La mission du FMI a indiqué qu’il est tout aussi important de renforcer l’équité fiscale en ramenant l’économie informelle dans le système fiscal et en assurant de plus grandes contributions de la part des professions libérales et d’intensifier les efforts en cours visant à renforcer les filets de protection sociale et à élargir leur portée afin de compenser les effets de la hausse des prix des produits administrés au moyen de transferts monétaires en faveur des ménages vulnérables et aussi d’allocations pour la classe moyenne. Et d’ajouter que la Banque centrale de Tunisie (BCT) a commencé à resserrer la politique monétaire pour protéger le pouvoir d’achat des Tunisiens face à une inflation forte et qui s’accélère. «Nous sommes d’avis, comme les autorités, que cette approche devrait se poursuivre», a insisté la mission, donnant ainsi un satisfécit à une politique monétaire pourtant très critiquée sur le plan intérieur, en ce qu’elle pénalise l’investissement et la création de richesses et d’emplois.
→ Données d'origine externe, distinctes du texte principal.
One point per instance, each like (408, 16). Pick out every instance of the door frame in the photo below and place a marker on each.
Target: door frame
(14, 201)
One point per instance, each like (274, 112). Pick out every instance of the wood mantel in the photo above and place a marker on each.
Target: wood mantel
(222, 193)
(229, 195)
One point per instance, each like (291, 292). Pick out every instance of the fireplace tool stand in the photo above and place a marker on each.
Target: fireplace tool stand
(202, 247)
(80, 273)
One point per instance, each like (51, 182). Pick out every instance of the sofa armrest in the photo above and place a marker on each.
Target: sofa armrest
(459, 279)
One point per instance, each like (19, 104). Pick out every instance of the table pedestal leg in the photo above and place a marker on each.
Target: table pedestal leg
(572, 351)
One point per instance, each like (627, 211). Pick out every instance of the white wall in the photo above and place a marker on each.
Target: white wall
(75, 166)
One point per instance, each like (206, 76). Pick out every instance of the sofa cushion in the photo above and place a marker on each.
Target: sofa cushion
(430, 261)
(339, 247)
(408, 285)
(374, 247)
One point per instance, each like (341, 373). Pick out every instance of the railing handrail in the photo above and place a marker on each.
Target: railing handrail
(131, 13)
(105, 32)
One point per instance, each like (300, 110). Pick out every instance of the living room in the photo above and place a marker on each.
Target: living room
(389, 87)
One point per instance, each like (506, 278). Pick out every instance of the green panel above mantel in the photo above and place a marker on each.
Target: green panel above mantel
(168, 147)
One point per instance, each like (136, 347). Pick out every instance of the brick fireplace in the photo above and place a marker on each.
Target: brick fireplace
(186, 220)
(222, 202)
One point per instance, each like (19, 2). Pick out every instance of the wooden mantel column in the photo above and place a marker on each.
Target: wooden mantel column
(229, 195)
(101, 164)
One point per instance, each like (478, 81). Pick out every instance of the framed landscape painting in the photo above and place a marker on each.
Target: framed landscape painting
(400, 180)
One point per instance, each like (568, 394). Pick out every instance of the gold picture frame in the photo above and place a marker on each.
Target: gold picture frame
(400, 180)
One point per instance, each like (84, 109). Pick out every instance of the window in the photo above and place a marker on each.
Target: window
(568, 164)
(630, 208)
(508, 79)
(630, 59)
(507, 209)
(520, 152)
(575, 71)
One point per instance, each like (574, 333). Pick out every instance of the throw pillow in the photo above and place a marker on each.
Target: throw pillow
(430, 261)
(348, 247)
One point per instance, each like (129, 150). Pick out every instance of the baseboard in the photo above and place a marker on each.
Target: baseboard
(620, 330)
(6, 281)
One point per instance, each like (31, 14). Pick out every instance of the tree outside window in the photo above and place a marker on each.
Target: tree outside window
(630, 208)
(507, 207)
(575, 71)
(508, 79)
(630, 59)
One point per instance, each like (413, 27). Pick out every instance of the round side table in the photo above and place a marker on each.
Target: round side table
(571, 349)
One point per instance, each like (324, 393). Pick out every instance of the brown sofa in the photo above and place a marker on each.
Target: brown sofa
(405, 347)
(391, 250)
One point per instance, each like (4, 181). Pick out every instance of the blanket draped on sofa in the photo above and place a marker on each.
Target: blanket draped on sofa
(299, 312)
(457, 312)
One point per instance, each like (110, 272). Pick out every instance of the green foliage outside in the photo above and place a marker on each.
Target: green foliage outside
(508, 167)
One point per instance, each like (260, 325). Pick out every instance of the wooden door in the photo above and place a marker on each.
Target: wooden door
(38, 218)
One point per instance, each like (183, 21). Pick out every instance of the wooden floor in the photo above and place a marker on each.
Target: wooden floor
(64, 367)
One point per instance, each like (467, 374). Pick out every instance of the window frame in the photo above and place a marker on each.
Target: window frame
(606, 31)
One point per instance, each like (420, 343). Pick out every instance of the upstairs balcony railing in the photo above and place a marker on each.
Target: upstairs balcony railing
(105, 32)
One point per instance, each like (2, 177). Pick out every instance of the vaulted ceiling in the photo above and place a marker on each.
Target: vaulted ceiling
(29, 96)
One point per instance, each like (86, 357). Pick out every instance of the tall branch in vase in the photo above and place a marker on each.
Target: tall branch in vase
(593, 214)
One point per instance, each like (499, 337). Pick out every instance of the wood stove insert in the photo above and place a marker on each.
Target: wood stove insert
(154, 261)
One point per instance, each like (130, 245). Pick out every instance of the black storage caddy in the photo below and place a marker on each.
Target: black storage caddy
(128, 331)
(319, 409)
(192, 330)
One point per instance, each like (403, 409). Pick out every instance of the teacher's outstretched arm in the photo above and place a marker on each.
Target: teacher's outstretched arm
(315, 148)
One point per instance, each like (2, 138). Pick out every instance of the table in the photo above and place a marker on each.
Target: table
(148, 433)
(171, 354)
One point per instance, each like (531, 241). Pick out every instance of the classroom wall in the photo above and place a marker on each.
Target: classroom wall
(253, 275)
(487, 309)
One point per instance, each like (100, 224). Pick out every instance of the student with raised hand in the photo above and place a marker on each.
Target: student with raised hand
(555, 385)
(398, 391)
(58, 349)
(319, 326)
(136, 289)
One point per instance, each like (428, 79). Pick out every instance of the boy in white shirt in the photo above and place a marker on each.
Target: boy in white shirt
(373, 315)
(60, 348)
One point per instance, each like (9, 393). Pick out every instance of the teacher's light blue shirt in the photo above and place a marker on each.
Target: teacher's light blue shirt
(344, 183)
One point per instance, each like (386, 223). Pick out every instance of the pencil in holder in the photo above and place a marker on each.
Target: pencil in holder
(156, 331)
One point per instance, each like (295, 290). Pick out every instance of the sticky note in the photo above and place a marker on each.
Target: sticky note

La nécessaire adhésion de la société civile
«Nous nous félicitons de l’ouverture du gouvernement et des partenaires sociaux à mener un dialogue constructif sur la mise en œuvre d’un programme économique soucieux de la dimension sociale et propice à la croissance. Nous espérons que les partenaires sociaux et les autres parties prenantes importantes pourront s’unir dans cette entreprise», a souligné le FMI, qui n’ignore pas l’opposition catégorique de l’Union générale tunisienne du travail (UGTT) aux réformes structurelles préconisées par l’Etat.
«Face à l’urgence de la situation, une vaste adhésion sera essentielle pour réduire les déséquilibres macroéconomiques, asseoir la stabilité et soutenir la croissance créatrice d’emplois, qui est nécessaire pour réaliser le potentiel économique considérable du pays au profit de tous les Tunisiens», a insisté la même source, qui a indiqué que «la communauté internationale aura à nouveau un grand rôle à jouer s’agissant de soutenir le programme des autorités en mettant rapidement des fonds à disposition. Le succès des efforts des autorités en matière de politique économique et de réforme en dépendra».